Siyuan Laboratory, Guangzhou Key Laboratory of Vacuum Coating Technologies and New Energy Materials, Department of Physics, Jinan University, Guangzhou 510632, China.
J Chem Phys. 2018 Nov 7;149(17):174906. doi: 10.1063/1.5049719.
Transport of three types of particles (passive particles, active particles without polar interaction, and active particles with polar interaction) is numerically investigated in the presence of traveling obstacle arrays. The transport behaviors are different for different types of particles. For passive particles, there exists an optimal traveling speed (or the translational diffusion) at which the average velocity of particles takes its maximum value. For active particles without polar interaction, the average velocity of particles is a peaked function of the obstacle traveling speed. The average velocity decreases monotonically with increase of the rotational diffusion for large driving speed, while it is a peaked function of the rotational diffusion for small driving speed. For active particles with polar interaction, interestingly, within particular parameter regimes, active particles can move in the opposite direction to the obstacles. The average velocity of particles can change its direction by changing the system parameters (the obstacles driving speed, the polar interaction strength, and the rotational diffusion).
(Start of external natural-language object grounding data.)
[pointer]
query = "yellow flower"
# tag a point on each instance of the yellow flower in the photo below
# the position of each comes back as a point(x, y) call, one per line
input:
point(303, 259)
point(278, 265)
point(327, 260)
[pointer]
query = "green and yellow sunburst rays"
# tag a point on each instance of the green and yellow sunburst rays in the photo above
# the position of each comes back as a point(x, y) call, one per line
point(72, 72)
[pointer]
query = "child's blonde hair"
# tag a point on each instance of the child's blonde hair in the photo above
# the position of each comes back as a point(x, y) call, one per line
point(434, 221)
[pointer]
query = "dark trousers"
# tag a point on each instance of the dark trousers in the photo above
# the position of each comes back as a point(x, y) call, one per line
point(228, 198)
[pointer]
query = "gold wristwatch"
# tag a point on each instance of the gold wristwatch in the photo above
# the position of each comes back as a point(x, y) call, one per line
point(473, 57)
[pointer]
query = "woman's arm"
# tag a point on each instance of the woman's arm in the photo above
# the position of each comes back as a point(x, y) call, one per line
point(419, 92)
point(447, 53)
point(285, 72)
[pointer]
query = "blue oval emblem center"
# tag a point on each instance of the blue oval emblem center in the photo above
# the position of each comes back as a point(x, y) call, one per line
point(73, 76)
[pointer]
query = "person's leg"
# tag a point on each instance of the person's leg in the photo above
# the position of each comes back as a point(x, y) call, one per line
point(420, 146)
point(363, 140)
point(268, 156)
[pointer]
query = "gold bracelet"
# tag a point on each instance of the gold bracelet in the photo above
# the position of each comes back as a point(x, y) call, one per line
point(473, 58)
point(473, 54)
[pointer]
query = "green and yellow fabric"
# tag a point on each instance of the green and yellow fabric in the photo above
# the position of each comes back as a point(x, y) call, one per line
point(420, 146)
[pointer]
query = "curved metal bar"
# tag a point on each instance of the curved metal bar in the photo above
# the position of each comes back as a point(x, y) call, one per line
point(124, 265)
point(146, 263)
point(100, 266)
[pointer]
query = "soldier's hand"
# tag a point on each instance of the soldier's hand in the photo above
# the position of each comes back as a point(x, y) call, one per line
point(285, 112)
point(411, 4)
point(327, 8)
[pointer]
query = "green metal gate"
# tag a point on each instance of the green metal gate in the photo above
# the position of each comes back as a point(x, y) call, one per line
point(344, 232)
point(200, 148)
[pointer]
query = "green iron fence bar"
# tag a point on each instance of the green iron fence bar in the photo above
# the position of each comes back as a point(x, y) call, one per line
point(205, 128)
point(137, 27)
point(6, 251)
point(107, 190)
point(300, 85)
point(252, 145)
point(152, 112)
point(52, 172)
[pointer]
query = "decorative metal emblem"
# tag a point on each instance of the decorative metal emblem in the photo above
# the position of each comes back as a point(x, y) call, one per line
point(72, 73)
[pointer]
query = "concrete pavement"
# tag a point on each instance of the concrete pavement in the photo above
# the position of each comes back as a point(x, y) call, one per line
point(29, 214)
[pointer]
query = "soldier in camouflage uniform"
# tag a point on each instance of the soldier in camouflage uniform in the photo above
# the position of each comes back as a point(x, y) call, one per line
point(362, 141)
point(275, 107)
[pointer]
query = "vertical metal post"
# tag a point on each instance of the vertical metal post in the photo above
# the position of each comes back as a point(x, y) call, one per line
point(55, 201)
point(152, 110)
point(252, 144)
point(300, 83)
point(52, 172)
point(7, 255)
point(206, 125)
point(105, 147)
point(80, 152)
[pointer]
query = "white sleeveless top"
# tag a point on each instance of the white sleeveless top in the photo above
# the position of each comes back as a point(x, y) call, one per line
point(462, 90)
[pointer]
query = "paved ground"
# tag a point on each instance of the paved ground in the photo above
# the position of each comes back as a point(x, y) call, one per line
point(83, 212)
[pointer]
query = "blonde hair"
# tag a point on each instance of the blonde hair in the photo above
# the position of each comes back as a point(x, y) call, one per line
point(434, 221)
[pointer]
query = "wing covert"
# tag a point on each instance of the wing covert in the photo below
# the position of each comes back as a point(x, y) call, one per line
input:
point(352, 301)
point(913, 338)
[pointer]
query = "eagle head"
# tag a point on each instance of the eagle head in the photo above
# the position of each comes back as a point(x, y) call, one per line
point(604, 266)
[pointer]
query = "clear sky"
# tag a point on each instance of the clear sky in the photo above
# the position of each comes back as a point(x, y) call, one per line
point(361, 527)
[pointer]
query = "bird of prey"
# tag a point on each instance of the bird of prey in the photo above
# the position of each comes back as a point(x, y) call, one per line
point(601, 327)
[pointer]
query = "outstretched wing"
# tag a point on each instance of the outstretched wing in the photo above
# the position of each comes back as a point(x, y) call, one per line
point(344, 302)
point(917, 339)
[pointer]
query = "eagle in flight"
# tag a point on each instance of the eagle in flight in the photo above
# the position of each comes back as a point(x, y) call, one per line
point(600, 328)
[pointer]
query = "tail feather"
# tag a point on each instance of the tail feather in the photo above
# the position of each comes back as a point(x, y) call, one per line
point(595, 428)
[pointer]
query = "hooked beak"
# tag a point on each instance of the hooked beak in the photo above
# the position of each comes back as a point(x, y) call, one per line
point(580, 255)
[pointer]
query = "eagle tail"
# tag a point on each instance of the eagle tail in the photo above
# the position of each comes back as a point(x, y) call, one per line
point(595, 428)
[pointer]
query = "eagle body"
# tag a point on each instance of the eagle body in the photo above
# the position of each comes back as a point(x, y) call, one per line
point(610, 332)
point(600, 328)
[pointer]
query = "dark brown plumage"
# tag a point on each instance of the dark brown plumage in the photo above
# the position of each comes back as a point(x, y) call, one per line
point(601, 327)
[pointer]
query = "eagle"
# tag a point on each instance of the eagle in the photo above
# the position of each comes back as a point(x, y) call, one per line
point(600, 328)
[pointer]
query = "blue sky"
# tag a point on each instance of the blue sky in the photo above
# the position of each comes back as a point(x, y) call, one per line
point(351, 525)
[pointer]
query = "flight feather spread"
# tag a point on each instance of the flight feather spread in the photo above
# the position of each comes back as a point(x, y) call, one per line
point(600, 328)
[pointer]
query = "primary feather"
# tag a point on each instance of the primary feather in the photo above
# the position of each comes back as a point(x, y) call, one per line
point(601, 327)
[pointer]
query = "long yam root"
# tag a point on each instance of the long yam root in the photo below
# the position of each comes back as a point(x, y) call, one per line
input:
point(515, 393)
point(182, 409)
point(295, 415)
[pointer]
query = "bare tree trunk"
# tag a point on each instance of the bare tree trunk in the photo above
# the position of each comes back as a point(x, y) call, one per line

三种类型的粒子(被动粒子、无极性相互作用的主动粒子和有极性相互作用的主动粒子)在移动障碍物阵列的存在下进行了数值研究。不同类型的粒子具有不同的输运行为。对于被动粒子,存在一个最佳的行进速度(或平动扩散),在此速度下粒子的平均速度达到最大值。对于无极性相互作用的主动粒子,粒子的平均速度是障碍物行进速度的峰值函数。对于较大的驱动速度,平均速度随旋转扩散的增加而单调下降,而对于较小的驱动速度,平均速度是旋转扩散的峰值函数。对于具有极性相互作用的主动粒子,有趣的是,在特定的参数范围内,主动粒子可以朝着与障碍物相反的方向移动。通过改变系统参数(障碍物驱动速度、极性相互作用强度和旋转扩散),粒子的平均速度可以改变其方向。